La inoportuna cogida de Antonio Ferrera en la Plaza de toros de Bogotá hizo que los Hermoso de Mendoza volviesen a juntarse en un cartel, ya que Pablo Hermoso de Mendoza fue el encargado de sustituir al torero extremeño en este cierre de la feria del carnaval de Jalostotitlán. Tras la confirmación en la Plaza México, los Hermoso de Mendoza como decimos, no tenían intención de compartir otro cartel en esta temporada mexicana, pero esta vez las circunstancias los hicieron realizar un nuevo paseíllo juntos.

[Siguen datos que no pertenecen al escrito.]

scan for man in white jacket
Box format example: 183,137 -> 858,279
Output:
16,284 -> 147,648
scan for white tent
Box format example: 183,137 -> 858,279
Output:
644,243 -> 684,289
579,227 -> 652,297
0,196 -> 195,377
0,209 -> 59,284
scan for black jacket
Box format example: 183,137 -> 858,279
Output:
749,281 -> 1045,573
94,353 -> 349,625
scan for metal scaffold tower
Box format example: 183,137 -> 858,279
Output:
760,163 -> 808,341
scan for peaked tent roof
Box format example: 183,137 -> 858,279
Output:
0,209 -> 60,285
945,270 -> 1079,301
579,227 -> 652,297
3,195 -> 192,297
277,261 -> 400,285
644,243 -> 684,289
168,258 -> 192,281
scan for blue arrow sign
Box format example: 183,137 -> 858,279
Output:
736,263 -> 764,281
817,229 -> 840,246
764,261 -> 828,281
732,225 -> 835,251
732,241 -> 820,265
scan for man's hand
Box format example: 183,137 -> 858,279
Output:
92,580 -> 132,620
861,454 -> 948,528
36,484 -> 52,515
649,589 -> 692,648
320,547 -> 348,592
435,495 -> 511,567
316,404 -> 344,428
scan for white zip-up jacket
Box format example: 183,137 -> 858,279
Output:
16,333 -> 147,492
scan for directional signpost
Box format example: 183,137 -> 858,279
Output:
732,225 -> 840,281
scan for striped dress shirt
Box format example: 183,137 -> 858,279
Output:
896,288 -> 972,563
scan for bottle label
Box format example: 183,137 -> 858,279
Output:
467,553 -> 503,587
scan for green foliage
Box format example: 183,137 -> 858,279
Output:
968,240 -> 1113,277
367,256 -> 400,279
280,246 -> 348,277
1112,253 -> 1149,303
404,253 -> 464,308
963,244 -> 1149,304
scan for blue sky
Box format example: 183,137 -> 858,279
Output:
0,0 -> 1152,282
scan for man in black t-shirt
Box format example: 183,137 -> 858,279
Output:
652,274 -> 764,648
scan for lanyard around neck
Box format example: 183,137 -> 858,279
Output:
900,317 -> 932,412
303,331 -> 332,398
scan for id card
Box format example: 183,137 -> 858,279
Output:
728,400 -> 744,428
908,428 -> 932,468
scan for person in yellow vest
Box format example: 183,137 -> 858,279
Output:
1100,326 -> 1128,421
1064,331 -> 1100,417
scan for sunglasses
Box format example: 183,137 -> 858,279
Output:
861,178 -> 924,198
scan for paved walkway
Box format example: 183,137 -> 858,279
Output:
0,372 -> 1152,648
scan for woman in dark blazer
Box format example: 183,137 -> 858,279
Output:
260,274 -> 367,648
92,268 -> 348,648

El primero de Guillermo también fue un toro que sirvió y que esa alegría de salida hizo que MANIZALES pudiera desprender ese toreo circular en el que el astado se rebosa por su grupa. Un inicio prometedor en el que la yegua marcaba un camino por donde el toro embestía. Ese buen tranco hizo que Guillermo lo dejase con un rejón de castigo y se fuera a por INDICO. Con el alazán el joven jinete fue cuajando momentos de mucha torería con el caballo metido en terrenos comprometidos y aguantando el empuje del se San Pablo. Luego vino la emoción de ARSENIO, tanto en los envites como en las piruetas, siempre dejándose ver desde lejos y trazando las líneas perpendiculares que marca el toreo a caballo. Después de la rueda de cortas, probó con CORSARIO a colocar un par a dos manos y lo dejó al primer intento cuadrando perfectamente con el toro. Tenía algún trofeo en el esportón, pero pinchó varias veces antes de dejar un rejonazo letal.

El séptimo fue el toro más cuajado de los cuatro de rejones y tuvo un comportamiento de menos a más. Comenzó con muy buen paso a galopar buscando la grupa de JIBARO y este pudo lucir su templanza al torearlo muy de cerca, acompasando su galope al del toro para dejarlo con un buen son para banderillas. Aquí su padre DISPARATE, lució templando de costado a un toro que todavía aguantaba y que buscaba a la cabalgadura, llegando siempre el equino a sus terrenos para dejar las banderillas. Finalizó con hermosinas e incluso con alguna pirueta. A DONATELLI le bastó poco para conectar con un tendido que estaba disfrutando con el pequeño de los Hermosos y que preparaba la suerte con unas espectaculares elevadas, llegando luego a la cara del astado para dejar la banderilla de arriba abajo y en el mismo estribo. Luego llegarían las piruetas y la entrega del público que ya festejaba con el rejoneador. Cerró con dos rosas ante un astado ya más parado y después de varios desplantes del teléfono volvió a demostrar que con el rejón de muerte no está fino, perdiendo así cualquier posibilidad de triunfo, aunque sí se le pidió tímidamente una oreja.